Pour qu’un disque puisse donner une idée exacte de ce qu’est la radicalité, bien choisir les musiciens qui le concevront est indispensable. Dans le cas de
Saturn, Conjunct the Grand Canyon in a Sweet Embrace, le duo chargé du projet est d’une efficacité rare. De celles produites exclusivement par des facteurs solides : en l’occurrence, une histoire partagée et des aspirations esthétiques semblables, depuis toujours.
Figures imposantes de l’AACM,
Wadada Leo Smith et
Anthony Braxton avaient déjà évolués ensemble au sein du
Creative Construction Company. A deux, ils remettent au goût du jour les résolutions d’hier. Soit, ne rien sacrifier à la Simplicité vidée de sens qui, parce qu’elle assure aux musiciens médiocres le lot commun des réussites, fait de petits succès et d’auto-satisfaction injustifiée, ne passera jamais de mode.

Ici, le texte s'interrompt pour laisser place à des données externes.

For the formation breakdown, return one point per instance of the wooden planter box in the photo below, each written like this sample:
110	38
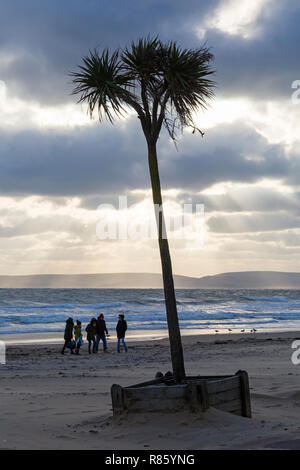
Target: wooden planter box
227	393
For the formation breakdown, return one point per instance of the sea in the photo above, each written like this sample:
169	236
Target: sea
33	311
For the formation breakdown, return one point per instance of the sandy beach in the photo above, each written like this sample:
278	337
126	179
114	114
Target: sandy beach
50	401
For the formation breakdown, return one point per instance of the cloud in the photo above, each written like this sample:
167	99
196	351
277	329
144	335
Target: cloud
253	223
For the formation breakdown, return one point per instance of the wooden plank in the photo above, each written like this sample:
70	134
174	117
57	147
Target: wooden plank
155	404
145	384
222	397
155	392
245	393
230	406
207	377
222	385
204	395
117	398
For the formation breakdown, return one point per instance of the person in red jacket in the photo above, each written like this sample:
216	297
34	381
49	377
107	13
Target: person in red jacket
121	329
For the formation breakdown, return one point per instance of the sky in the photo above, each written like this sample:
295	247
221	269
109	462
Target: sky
58	167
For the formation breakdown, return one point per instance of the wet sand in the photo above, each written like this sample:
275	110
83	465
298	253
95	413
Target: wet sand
51	401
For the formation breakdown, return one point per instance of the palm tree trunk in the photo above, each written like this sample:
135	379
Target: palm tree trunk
170	299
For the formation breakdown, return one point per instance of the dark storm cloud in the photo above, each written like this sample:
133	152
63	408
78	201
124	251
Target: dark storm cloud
45	40
108	160
41	41
80	162
264	66
254	199
233	153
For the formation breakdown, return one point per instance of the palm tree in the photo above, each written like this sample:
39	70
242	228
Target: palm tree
164	84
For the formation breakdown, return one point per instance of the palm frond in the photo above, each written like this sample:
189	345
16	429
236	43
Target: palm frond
187	76
103	83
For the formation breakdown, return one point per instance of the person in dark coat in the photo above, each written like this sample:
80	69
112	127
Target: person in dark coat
68	336
91	334
100	332
121	329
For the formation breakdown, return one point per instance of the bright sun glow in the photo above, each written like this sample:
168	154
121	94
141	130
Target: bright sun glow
235	17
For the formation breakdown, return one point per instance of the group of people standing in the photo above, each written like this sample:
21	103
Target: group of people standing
96	331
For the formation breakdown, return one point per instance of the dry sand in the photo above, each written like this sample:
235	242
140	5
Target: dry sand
50	401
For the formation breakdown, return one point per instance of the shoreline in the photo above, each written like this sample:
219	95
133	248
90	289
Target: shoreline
140	336
50	401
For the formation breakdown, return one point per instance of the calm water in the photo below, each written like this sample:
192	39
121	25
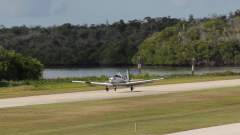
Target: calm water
163	71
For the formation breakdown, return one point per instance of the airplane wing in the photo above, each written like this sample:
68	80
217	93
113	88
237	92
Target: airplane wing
95	83
132	83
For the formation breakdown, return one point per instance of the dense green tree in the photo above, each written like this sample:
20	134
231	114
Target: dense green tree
73	45
14	66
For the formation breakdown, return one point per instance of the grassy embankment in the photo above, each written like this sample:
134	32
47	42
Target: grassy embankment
40	87
154	115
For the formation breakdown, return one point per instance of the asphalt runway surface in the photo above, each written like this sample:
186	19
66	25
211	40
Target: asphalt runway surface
121	93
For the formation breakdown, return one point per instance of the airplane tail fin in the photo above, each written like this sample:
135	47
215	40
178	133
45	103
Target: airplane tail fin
128	75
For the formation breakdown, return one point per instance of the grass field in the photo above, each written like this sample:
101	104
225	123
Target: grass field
41	87
154	115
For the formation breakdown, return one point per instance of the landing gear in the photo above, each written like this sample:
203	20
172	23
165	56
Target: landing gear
107	89
131	88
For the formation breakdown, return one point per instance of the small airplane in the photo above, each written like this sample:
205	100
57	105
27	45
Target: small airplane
120	80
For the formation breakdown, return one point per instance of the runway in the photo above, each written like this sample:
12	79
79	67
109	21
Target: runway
121	93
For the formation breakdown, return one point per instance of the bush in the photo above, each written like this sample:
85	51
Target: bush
14	66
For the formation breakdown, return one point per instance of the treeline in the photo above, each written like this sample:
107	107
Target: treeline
14	66
73	45
152	41
210	41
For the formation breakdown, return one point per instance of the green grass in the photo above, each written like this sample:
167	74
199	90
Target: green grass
42	87
154	115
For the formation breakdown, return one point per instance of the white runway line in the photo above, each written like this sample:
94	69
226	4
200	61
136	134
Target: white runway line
121	93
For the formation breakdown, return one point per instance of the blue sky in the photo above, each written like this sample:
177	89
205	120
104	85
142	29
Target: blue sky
57	12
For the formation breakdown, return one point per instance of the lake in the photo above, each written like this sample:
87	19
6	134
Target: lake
53	73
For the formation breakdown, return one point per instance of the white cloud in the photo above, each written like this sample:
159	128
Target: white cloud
180	3
25	8
59	7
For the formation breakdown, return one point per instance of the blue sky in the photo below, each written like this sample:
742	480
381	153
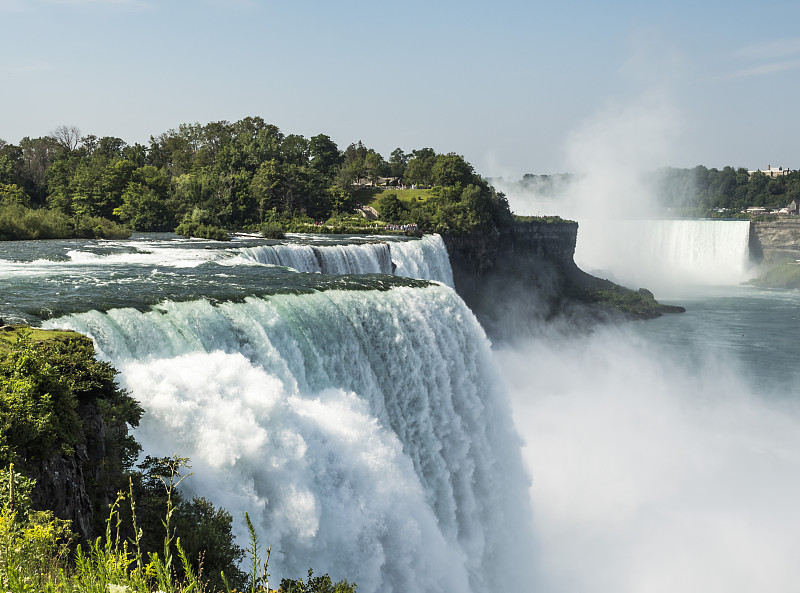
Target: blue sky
516	87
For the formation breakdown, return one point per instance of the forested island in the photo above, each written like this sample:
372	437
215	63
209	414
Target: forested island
205	180
698	192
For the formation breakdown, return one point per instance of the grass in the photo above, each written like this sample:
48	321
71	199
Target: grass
10	333
370	197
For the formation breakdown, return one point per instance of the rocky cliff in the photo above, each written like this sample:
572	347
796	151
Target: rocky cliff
517	278
779	240
80	475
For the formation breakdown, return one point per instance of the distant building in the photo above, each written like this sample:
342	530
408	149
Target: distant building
770	172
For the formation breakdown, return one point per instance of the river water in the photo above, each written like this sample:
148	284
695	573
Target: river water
370	428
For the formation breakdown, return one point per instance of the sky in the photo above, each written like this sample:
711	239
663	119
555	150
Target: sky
515	87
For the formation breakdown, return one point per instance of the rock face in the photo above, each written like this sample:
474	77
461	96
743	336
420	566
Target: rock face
79	486
778	239
517	278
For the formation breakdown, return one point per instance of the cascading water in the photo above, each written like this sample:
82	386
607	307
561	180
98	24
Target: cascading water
425	258
659	253
366	432
371	258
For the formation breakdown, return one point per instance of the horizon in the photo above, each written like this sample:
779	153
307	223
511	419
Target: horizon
516	89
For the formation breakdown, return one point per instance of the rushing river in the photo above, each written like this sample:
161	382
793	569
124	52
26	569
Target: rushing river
366	423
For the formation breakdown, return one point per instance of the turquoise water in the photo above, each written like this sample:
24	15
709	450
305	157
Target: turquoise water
756	331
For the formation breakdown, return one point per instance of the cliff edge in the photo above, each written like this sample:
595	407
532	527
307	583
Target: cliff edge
519	277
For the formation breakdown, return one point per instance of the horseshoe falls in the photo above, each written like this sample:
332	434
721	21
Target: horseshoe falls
367	432
660	254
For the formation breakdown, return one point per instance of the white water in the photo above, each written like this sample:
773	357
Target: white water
425	258
371	258
658	254
367	433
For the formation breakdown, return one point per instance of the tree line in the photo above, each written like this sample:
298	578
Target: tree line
697	191
700	191
239	175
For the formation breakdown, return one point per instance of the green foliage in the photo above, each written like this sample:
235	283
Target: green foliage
205	532
272	231
34	545
199	224
18	222
392	209
37	405
323	584
239	173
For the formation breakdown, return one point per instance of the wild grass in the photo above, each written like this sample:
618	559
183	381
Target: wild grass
36	552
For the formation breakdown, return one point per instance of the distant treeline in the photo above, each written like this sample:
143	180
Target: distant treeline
705	192
239	175
698	191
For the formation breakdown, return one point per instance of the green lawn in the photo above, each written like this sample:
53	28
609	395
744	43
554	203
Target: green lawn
8	337
370	197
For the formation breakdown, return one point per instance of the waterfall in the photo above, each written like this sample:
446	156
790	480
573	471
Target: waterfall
370	258
424	258
367	433
661	253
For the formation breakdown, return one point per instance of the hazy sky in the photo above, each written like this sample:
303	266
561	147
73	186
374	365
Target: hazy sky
516	87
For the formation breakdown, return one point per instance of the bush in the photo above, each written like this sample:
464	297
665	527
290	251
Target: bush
272	231
20	223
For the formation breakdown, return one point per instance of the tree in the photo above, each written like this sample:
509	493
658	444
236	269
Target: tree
398	161
325	155
67	137
451	169
13	194
392	209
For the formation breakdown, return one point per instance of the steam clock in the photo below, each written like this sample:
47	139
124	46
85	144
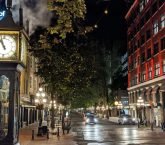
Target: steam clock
13	46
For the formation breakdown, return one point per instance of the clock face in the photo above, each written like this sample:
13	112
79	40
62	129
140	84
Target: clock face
7	46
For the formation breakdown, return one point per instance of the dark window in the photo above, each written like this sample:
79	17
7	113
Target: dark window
163	43
154	8
148	34
143	57
156	48
149	53
142	39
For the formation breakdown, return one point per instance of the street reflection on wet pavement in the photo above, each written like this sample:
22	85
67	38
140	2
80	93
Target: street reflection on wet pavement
108	133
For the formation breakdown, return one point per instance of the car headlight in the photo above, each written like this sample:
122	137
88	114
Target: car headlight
125	119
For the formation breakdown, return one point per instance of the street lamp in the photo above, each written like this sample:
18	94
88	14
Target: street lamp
140	104
53	106
40	100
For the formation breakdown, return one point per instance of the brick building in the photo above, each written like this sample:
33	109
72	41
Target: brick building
146	59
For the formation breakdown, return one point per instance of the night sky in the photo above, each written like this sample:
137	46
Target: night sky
111	25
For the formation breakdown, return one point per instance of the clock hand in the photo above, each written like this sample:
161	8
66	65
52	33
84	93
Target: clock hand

Comme elle, le duo campe sur ses positions, dont il durcit toutefois le ton. De courses-poursuites en pauses nécessaires,
Composition N°.316 combine les accents orientalistes d’un bugle insatiable et les interventions dissonantes d’un saxophone décalé. Les silences mènent à la réflexion, qui opte bientôt pour la reprise des hostilités. Seul l’épuisement se montrera capable d’en sonner le glas, dans un souffle de
Smith.
Les évocations, elles non plus, ne peuvent cacher longtemps le goût de leurs auteurs pour les extrêmes. Ainsi, les gradations du saxophone sur
Saturn, Conjunct the Grand Canyon in a Sweet Embrace établissent des relevés topographiques extra-terrestres, tout en tâchant d’établir un répertoire exhaustif des diverses façons d’en parcourir l’entière surface. La trompette accentue encore les pentes abruptes tout en soutenant dans ses efforts l’avancée commune des instruments décidés.
Havre paisible,
Goshawk est un endroit où l’on peut enfin attester de ses blessures. L’improvisation, d’un calme rassurant, permet à
Wadada Leo Smith de révéler les accrocs glanés tout au long du parcours, tandis qu’
Anthony Braxton pose des atèles au moyen de nappes lumineuses. Si on se repose ici d’un autre vagabondage que celui qui promena
Max Roach et
Archie Shepp sur la Muraille de Chine, comme lui pourtant, on prouve que ce ne sont pas les plus beaux voyages, ni les plus beaux disques, que l’on trouve sur catalogues.